Fibrogenesis in LAMA2-Related Muscular Dystrophy Is a Central Tenet of Disease Etiology

Abstract

LAMA2-related congenital muscular dystrophy, also known as MDC1A, is caused by loss-of-function mutations in the alpha2 chain of Laminin-211. Loss of this protein interrupts the connection between the muscle cell and its extracellular environment and results in an aggressive, congenital-onset muscular dystrophy characterized by severe hypotonia, lack of independent ambulation, and early mortality driven by respiratory complications and/or failure to thrive. Of the pathomechanisms of MDC1A, the earliest and most prominent is widespread and rampant fibrosis. Here, we will discuss some of the key drivers of fibrosis including TGF-beta and renin-angiotensin system signaling and consequences of these pathways including myofibroblast transdifferentiation and matrix remodeling. We will also highlight some of the differences in fibrogenesis in congenital muscular dystrophy (CMD) with that seen in Duchenne muscular dystrophy (DMD). Finally, we will connect the key signaling pathways in the pathogenesis of MDC1A to the current status of the therapeutic approaches that have been tested in the preclinical models of MDC1A to treat fibrosis.

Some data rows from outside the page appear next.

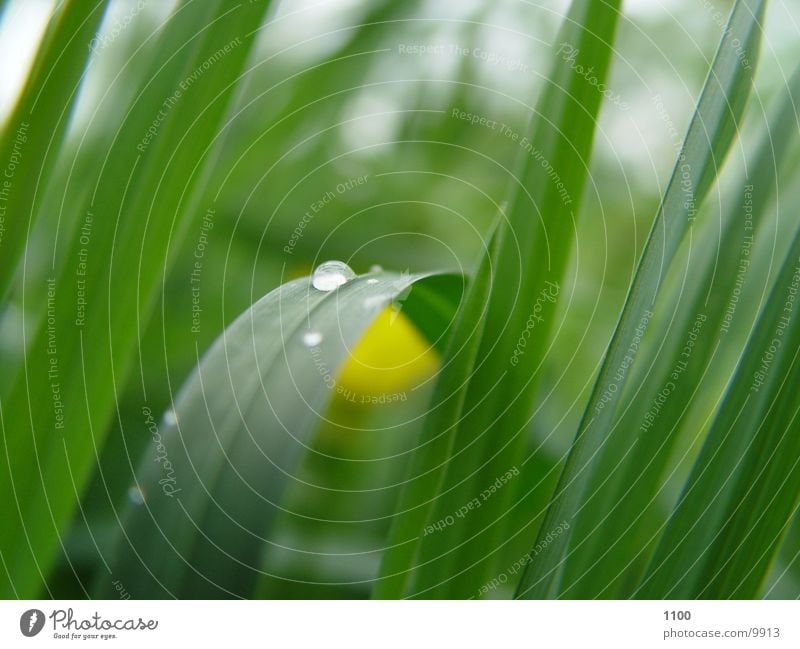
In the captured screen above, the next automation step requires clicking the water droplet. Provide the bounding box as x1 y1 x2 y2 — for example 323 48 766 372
163 408 178 428
311 261 356 291
128 485 144 505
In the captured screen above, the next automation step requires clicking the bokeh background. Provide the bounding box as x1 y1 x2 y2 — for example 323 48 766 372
0 0 800 597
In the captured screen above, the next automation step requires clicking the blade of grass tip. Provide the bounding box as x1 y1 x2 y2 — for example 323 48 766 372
517 0 765 599
562 58 800 598
0 0 276 597
380 0 619 597
0 0 108 302
372 215 504 599
98 272 438 598
636 216 800 599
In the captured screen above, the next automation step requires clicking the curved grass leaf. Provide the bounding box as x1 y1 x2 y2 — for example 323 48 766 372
101 272 446 598
637 223 800 598
562 58 800 598
376 0 619 597
517 0 765 599
0 0 269 597
0 0 108 300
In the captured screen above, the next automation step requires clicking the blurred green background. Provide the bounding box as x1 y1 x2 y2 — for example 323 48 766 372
0 0 800 597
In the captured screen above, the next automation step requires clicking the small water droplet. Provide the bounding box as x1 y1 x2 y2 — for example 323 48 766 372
163 408 178 428
128 485 144 505
311 261 356 291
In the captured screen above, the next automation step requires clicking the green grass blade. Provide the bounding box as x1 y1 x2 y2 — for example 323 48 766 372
378 0 619 597
0 0 107 300
637 220 800 598
517 0 765 599
100 272 440 598
373 228 500 599
562 58 800 598
0 0 269 597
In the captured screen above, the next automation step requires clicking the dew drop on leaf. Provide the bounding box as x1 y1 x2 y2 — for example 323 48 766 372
311 261 356 291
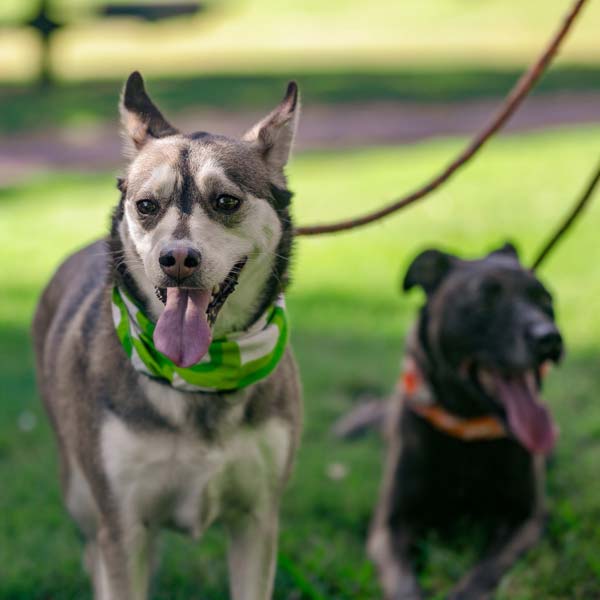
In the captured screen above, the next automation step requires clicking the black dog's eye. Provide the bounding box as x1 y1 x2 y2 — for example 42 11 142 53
481 279 502 302
135 200 159 215
533 290 554 317
214 194 242 215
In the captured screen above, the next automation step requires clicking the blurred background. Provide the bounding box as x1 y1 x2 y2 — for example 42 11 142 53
0 0 600 600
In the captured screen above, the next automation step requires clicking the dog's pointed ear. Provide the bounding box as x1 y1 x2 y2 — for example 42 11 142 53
243 81 300 171
119 71 178 156
402 249 460 295
488 242 519 261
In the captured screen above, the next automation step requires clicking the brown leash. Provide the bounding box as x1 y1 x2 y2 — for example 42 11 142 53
296 0 587 239
531 163 600 271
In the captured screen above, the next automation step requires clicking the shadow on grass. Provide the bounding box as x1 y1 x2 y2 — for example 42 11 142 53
0 65 600 133
0 312 600 600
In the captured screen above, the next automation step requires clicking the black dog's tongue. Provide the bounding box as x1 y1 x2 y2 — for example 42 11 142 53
495 373 558 455
153 288 212 367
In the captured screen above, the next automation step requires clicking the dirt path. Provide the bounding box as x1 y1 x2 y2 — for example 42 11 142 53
0 94 600 185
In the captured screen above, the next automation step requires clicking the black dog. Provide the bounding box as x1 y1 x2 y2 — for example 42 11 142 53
369 245 563 600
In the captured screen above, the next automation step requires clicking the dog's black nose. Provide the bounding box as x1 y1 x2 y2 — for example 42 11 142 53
527 322 563 361
158 246 200 282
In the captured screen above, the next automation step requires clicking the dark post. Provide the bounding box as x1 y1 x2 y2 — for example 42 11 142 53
28 0 62 88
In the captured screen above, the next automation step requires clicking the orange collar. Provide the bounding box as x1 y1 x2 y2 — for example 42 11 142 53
398 357 507 442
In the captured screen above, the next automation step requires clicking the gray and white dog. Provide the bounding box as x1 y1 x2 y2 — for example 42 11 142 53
33 72 301 600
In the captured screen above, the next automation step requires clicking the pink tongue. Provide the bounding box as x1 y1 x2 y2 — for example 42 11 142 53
154 288 212 367
495 374 558 455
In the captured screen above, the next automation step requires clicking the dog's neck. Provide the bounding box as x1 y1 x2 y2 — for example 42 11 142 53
414 305 489 417
108 197 293 338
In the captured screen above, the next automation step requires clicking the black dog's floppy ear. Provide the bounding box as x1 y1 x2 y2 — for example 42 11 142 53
402 249 459 295
488 242 519 260
243 81 300 172
119 71 178 156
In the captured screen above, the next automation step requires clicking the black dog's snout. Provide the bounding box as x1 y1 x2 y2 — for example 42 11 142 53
158 246 200 282
528 323 563 361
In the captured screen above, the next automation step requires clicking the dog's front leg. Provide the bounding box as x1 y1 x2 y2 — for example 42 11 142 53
369 527 423 600
86 525 153 600
449 456 546 600
449 514 544 600
368 414 423 600
228 507 279 600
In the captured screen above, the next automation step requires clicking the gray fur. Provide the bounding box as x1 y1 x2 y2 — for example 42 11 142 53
33 74 302 600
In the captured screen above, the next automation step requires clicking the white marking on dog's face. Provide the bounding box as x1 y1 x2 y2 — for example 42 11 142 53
121 137 282 328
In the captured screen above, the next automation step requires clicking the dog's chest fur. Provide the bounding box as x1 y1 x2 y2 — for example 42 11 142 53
69 379 292 537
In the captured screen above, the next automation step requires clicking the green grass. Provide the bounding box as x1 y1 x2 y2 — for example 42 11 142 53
0 127 600 600
0 0 600 81
5 65 600 134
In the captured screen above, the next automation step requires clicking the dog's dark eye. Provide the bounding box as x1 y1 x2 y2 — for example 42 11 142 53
481 279 502 302
532 289 554 317
135 200 159 215
214 194 242 215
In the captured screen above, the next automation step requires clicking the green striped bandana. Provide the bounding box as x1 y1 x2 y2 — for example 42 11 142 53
112 286 288 392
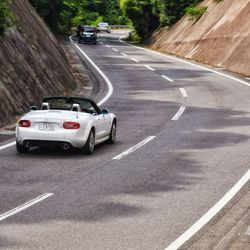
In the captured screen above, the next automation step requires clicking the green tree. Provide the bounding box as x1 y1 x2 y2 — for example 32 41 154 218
120 0 159 39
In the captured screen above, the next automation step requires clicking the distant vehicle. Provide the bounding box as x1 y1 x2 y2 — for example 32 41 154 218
16 96 117 154
77 25 97 44
97 22 111 33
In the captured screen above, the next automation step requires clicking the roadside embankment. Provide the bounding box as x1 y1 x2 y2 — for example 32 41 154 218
149 0 250 76
0 0 77 127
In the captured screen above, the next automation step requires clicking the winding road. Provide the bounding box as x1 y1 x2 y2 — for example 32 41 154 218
0 31 250 250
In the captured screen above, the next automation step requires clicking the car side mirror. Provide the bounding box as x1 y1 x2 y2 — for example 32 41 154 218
102 109 109 115
29 106 38 111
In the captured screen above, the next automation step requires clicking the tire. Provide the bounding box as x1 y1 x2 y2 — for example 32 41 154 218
107 121 116 144
83 129 95 155
16 141 30 154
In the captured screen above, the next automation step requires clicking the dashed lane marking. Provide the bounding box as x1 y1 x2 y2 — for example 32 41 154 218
171 107 186 121
0 193 54 221
121 53 128 56
144 65 155 71
161 75 174 82
131 58 140 63
180 88 187 98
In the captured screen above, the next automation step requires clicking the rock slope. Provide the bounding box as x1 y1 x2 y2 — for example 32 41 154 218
150 0 250 76
0 0 76 127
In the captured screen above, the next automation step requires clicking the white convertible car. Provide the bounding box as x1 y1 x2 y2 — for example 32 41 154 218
16 96 117 154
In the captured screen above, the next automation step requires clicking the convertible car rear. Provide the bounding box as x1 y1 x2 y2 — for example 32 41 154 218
16 97 117 154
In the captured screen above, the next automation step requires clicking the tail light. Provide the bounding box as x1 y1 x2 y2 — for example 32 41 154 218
18 120 31 128
63 122 80 129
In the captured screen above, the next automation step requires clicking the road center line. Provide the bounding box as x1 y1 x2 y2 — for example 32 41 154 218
161 75 174 82
0 193 54 221
112 136 155 160
131 58 140 63
144 65 155 71
180 88 187 98
171 107 186 121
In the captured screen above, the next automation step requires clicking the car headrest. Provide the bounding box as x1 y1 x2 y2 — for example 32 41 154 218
41 102 49 110
71 103 81 112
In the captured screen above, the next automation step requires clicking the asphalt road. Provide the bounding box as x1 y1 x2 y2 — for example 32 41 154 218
0 32 250 250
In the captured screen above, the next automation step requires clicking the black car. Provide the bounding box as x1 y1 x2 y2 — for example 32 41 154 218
77 25 97 44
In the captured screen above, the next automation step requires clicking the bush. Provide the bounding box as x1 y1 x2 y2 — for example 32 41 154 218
185 6 207 21
0 0 16 36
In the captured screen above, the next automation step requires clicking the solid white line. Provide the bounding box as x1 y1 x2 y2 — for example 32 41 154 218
245 226 250 236
74 44 114 106
161 75 174 82
180 88 187 98
171 107 186 121
130 58 140 63
0 141 16 151
119 32 250 250
112 136 155 160
165 169 250 250
144 65 155 71
0 193 53 221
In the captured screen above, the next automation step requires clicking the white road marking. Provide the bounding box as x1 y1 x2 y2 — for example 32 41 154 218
180 88 187 98
112 136 155 160
119 35 250 250
144 65 155 71
74 44 114 106
131 58 140 63
165 169 250 250
246 226 250 236
119 35 250 87
161 75 174 82
0 141 16 151
0 193 54 221
171 107 186 121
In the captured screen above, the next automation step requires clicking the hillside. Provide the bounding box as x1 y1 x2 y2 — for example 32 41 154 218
0 0 76 127
150 0 250 76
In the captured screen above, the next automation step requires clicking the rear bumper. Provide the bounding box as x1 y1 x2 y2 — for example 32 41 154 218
16 129 88 148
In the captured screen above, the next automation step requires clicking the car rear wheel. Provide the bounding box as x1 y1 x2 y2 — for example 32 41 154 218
108 121 116 144
84 129 95 155
16 141 30 154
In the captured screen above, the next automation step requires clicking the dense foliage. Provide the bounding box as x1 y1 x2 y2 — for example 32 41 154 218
30 0 206 39
0 0 15 36
30 0 128 33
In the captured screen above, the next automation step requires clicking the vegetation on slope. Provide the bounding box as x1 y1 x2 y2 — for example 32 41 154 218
0 0 16 36
29 0 129 33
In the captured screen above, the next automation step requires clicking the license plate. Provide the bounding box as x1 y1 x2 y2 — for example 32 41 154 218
39 122 55 131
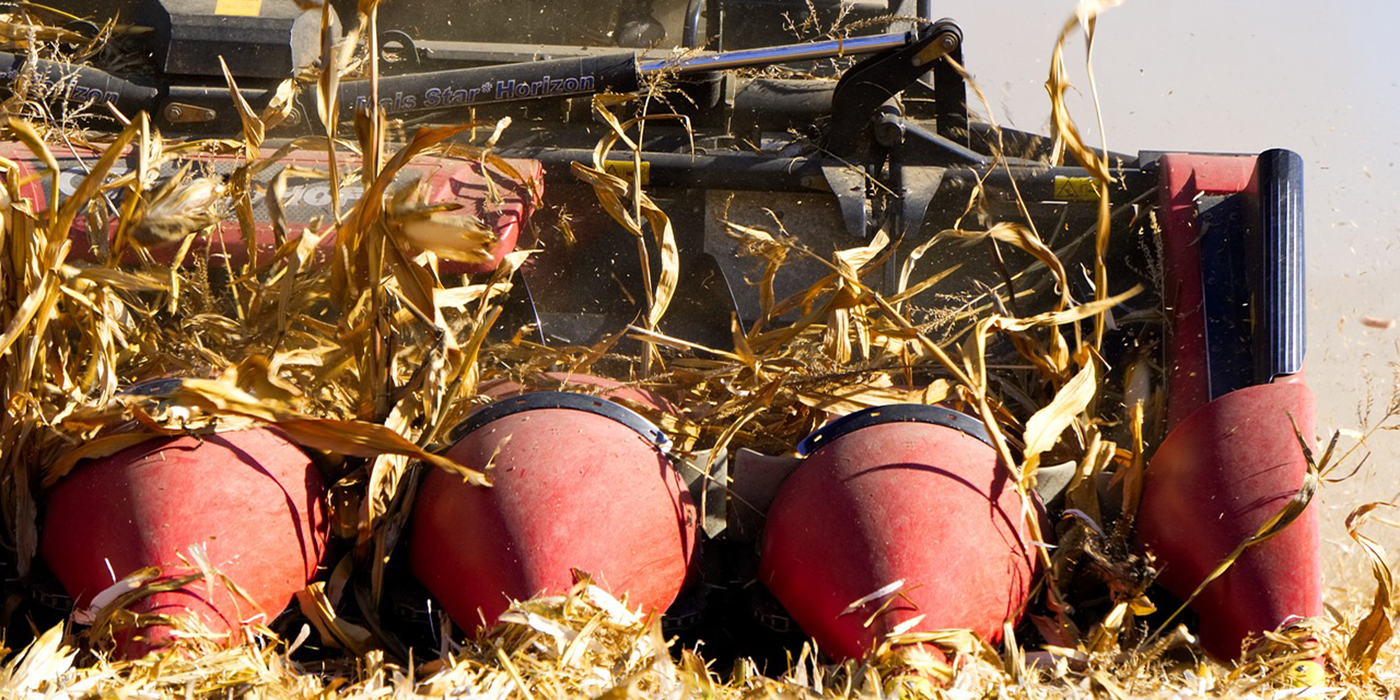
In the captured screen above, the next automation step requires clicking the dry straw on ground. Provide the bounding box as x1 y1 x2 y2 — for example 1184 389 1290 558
0 1 1400 700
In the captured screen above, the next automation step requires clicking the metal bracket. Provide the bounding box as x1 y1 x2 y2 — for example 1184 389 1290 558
822 164 871 238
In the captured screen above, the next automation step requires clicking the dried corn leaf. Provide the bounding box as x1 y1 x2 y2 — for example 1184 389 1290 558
1347 503 1396 672
1022 358 1099 473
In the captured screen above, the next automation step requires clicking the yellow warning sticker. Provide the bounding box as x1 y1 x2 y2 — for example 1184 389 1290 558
1054 175 1099 202
603 161 651 185
214 0 262 17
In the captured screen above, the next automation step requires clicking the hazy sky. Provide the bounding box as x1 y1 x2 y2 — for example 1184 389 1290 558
935 0 1400 568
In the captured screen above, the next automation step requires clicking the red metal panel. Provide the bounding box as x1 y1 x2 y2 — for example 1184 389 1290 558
1158 154 1256 430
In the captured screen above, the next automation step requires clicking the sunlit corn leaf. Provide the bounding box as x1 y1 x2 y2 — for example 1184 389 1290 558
1022 360 1099 472
388 175 498 263
1347 503 1396 672
130 171 227 246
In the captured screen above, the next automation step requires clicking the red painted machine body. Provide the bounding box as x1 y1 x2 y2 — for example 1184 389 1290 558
0 143 543 273
1137 154 1323 659
409 378 699 630
41 428 329 658
1138 382 1323 659
759 408 1039 659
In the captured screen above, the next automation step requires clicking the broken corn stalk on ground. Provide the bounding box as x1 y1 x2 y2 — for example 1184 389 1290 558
0 1 1400 700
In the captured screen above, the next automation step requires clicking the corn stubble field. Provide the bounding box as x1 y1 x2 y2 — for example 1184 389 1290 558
0 0 1400 700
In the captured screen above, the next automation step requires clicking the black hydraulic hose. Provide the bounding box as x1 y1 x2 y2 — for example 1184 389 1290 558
0 52 164 115
339 52 641 115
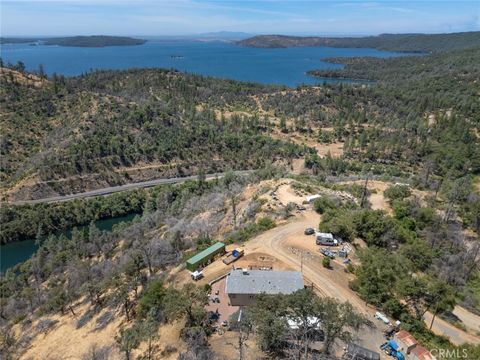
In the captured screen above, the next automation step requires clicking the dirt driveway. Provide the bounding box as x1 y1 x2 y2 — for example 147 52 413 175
244 209 480 350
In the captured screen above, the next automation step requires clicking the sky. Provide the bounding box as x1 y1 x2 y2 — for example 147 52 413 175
0 0 480 36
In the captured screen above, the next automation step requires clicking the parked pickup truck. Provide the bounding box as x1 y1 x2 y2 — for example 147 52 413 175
223 249 244 265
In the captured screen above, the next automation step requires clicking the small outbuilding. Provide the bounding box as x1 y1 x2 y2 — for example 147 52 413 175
186 242 225 271
343 343 380 360
225 269 304 306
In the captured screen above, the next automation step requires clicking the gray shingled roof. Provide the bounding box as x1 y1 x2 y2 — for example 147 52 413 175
225 270 303 294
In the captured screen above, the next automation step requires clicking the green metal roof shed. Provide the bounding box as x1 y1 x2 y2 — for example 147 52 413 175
187 242 225 271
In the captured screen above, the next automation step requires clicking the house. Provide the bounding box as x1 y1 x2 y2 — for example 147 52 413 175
408 345 437 360
225 269 304 306
393 330 418 355
315 232 338 246
305 194 322 203
186 242 225 271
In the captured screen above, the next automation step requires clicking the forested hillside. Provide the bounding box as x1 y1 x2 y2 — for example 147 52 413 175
237 32 480 53
0 69 307 202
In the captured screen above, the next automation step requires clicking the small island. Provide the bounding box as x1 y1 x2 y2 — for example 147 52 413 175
0 35 146 47
235 31 480 53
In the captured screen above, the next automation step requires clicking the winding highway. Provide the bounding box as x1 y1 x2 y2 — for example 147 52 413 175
9 170 254 205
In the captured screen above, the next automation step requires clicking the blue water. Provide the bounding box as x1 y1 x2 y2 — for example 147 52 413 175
0 40 405 86
0 213 137 273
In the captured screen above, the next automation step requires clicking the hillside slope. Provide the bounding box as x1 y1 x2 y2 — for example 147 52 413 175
237 32 480 53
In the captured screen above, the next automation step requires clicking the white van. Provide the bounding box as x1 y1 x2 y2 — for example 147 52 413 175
315 232 338 246
190 270 203 281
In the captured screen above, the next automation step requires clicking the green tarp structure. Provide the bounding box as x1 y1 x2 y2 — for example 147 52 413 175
187 242 225 271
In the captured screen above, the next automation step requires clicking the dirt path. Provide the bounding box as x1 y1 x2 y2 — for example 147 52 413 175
453 305 480 334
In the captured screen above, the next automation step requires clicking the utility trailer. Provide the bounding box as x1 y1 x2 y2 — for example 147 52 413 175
342 343 380 360
223 249 245 265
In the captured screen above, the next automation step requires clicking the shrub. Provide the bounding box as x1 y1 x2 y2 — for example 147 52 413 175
313 197 337 214
384 185 412 200
138 280 166 319
257 216 276 231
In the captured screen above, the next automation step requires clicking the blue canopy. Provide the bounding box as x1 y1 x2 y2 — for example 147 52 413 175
388 340 398 351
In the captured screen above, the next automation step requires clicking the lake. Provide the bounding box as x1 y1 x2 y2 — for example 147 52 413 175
0 213 138 272
1 40 406 86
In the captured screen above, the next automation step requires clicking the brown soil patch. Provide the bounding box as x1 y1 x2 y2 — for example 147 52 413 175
20 305 123 359
313 142 343 158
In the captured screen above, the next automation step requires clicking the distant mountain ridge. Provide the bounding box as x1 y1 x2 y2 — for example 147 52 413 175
0 35 146 47
236 31 480 53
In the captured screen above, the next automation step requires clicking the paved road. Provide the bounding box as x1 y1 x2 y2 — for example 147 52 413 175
9 170 253 205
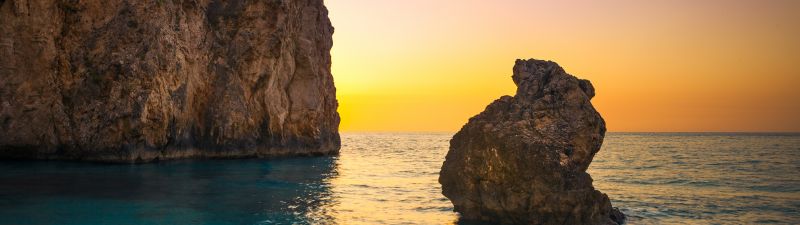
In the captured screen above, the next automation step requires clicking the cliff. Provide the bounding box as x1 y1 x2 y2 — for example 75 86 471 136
0 0 340 162
439 59 624 224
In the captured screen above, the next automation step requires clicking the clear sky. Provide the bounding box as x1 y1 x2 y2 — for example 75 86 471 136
326 0 800 131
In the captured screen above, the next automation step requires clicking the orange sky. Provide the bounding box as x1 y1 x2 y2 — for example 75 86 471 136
326 0 800 131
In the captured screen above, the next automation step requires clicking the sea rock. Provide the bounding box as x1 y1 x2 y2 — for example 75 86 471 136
439 59 624 224
0 0 340 162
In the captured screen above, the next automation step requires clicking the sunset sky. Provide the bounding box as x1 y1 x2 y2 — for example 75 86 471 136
326 0 800 131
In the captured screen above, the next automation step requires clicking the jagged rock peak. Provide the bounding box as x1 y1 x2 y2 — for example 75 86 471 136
439 59 624 224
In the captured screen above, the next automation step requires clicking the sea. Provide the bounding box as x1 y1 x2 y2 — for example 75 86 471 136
0 133 800 225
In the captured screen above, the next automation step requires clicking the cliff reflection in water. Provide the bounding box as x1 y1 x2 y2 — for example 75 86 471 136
0 157 336 224
0 133 800 225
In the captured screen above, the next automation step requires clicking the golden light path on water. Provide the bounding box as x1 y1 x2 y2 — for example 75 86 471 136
308 133 800 224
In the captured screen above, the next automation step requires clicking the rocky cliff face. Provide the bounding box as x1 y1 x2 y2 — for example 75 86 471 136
439 59 624 224
0 0 340 162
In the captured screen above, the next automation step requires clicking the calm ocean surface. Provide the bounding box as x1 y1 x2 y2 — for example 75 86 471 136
0 133 800 225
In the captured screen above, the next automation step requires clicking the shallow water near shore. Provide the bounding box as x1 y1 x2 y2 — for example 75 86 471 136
0 133 800 224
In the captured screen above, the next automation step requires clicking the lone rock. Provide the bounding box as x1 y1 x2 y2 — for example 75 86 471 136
439 59 624 224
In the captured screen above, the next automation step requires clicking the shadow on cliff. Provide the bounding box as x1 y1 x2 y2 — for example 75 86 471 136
0 156 337 224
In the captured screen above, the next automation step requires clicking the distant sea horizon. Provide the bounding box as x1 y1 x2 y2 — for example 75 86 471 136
0 132 800 225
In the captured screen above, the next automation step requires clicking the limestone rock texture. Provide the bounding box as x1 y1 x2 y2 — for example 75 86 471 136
0 0 340 162
439 59 624 224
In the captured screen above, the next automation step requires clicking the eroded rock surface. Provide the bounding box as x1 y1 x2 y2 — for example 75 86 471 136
439 59 624 224
0 0 340 162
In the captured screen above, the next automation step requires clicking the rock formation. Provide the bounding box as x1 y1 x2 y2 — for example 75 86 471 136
0 0 340 162
439 59 624 224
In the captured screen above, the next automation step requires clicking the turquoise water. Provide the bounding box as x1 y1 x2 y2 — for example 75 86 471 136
0 133 800 224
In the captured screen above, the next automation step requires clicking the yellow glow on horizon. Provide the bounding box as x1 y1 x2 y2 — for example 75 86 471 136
326 0 800 131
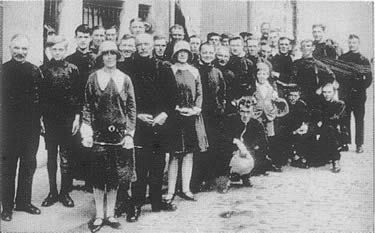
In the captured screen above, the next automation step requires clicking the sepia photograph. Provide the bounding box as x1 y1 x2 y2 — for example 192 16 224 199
0 0 375 233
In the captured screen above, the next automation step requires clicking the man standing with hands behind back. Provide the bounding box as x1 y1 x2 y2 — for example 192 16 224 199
0 34 42 221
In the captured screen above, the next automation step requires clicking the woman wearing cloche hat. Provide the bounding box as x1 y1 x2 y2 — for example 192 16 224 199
165 41 208 201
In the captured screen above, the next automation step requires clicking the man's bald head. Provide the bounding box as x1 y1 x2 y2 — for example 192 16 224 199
135 33 154 57
9 34 30 62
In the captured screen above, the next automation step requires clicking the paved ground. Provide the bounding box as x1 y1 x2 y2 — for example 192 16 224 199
1 89 374 233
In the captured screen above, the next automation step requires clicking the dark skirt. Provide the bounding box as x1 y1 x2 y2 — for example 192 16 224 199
91 144 135 190
173 115 199 155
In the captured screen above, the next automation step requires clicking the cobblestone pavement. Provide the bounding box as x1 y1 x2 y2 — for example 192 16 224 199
1 88 374 233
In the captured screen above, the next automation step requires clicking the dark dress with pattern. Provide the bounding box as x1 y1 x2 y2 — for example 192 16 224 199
172 64 205 153
83 70 136 190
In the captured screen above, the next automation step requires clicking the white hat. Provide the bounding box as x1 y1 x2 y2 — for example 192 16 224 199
172 40 193 61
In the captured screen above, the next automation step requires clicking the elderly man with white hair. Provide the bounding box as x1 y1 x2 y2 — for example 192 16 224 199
132 34 177 219
0 34 42 221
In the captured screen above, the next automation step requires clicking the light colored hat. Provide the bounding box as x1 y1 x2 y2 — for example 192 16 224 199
99 40 121 57
172 40 193 61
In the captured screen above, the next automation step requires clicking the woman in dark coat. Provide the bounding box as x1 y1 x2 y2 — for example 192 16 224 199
165 41 208 201
81 41 136 232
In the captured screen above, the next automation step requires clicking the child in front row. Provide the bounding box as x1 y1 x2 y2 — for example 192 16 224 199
254 62 289 172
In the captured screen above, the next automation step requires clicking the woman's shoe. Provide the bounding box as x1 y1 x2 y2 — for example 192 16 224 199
88 218 104 233
126 205 138 222
105 216 121 229
180 191 197 201
42 193 59 207
164 193 176 203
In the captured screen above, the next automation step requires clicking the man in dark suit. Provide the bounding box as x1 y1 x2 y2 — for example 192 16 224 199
339 34 372 153
0 34 42 221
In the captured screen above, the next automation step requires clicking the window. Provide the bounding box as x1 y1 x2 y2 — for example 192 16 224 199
138 4 151 21
82 0 123 27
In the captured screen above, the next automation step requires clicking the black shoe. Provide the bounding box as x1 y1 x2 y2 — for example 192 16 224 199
199 182 215 192
152 202 177 212
133 205 142 222
88 218 104 233
115 202 126 218
340 144 349 151
126 205 140 222
299 159 310 169
104 216 121 229
82 184 93 193
242 178 253 188
356 146 364 154
14 203 40 215
332 160 341 173
59 193 74 207
270 164 282 172
1 210 13 222
180 192 197 201
164 193 176 203
229 173 241 182
217 184 230 194
42 193 59 207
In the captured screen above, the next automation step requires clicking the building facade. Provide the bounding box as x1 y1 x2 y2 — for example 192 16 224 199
0 0 374 64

Keywords: TGF-beta; congenital muscular dystrophy; fibrosis; integrin; laminin; myofibroblast; renin–angiotensin system.

FIGURE 1

Histological analysis shows an extensive amount of fibrosis in muscles from DyW mice, a model for MDC1A, during early development. Tibialis anterior muscle isolated from 4 weeks old wild-type (WT) and DyW are stained with Hematoxylin and Eosin (top) and Picrosirius Red (bottom). Representative images show established muscle pathology with fiber size variability, infiltrating cells, and increased interstitial space in the DyW tissue compared to the healthy WT sections (top). Picrosirius red staining of the TA muscle reveals extensive deposition of collagen by 4 weeks of age in these mice. For reference, we have included an image of a muscle biopsy from a seven-year-old boy stained with Hematoxylin and Eosin (Kolbel et al., 2019).

FIGURE 2

Proposed model for signaling pathway of fibrosis in MDC1A. TGF-beta, through integrin-alphaV-mediated activation, leads to upregulation of extra-/matricellular proteins that feedback to activate integrin-alphaV and further activation of TGF-beta. Chronic signaling leads to myofibroblast differentiation and fibrosis. Intervention with Losartan, Halofuginone, or Angiotensin-(1–7) inhibits TGF-beta-mediated fibrosis. OPN, osteopontin; FN, fibronectin; PN, periostin.